Why This Matters Now
We like to imagine that modern medicine is different. That we've moved past the superstitions and errors of the past. That our treatments are based on evidence, tested in clinical trials, approved by regulatory agencies.
And largely, this is true. We don't eat mummies anymore.
But the mummia story should give us pause. For seven centuries, the best-educated physicians in Europe prescribed a treatment based on a translation error. They had access to the original sources. Scholars repeatedly pointed out the mistake. And yet the practice continued, sustained by tradition, economics, and the human tendency to believe that expensive, exotic things must work.
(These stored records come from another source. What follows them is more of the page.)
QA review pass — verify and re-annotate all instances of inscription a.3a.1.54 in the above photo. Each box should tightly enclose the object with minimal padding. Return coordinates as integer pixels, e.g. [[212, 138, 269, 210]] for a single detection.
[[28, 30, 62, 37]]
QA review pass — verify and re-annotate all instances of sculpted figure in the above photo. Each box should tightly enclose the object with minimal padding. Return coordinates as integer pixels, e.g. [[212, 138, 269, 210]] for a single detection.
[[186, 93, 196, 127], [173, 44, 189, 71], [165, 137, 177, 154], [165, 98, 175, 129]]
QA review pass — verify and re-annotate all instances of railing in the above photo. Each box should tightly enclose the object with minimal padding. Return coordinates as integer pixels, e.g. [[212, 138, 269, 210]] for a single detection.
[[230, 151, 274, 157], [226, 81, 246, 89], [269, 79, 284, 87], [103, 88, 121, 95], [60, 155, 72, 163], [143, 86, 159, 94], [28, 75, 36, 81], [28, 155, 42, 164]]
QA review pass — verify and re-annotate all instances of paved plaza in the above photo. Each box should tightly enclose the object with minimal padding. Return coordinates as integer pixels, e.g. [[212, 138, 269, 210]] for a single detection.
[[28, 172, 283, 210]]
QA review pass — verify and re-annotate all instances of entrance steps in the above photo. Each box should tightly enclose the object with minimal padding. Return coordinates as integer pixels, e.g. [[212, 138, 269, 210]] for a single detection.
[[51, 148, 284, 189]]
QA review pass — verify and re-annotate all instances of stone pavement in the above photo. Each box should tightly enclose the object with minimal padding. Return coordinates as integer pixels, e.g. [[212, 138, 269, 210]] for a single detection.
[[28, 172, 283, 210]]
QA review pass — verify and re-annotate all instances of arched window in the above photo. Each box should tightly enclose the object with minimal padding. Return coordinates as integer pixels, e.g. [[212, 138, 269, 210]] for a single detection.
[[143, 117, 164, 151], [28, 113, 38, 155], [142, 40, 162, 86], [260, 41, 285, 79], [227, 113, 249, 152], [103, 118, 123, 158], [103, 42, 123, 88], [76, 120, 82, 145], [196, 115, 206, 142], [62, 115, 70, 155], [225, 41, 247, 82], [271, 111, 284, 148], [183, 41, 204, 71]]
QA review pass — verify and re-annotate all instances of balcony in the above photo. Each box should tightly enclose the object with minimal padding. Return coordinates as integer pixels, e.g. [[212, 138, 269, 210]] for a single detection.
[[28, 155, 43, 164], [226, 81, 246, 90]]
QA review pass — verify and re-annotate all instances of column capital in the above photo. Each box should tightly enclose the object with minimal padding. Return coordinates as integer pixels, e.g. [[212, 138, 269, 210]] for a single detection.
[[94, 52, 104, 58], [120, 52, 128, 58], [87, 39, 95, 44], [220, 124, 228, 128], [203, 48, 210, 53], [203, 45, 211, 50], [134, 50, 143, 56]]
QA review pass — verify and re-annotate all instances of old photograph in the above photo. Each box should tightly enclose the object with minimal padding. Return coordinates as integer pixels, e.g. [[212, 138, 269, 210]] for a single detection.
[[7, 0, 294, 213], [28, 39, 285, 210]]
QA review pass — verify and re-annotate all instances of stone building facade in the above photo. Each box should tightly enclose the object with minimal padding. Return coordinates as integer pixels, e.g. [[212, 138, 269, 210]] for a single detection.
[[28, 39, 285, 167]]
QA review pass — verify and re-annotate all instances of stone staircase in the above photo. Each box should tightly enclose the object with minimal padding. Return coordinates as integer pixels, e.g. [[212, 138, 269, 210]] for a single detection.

The physicians of 1500 were not stupid. They were operating within a system that made certain kinds of knowledge hard to apply and certain kinds of errors hard to correct. They trusted authority. They followed precedent. They sold what customers demanded.
These forces haven't disappeared. They've just changed form.
The next time you're told that some expensive, exotic treatment has been used for centuries in traditional medicine, it might be worth asking: used to do what, exactly? By whom? Based on what evidence? And whether somewhere along the line, someone might have made a translation error that nobody ever bothered to correct.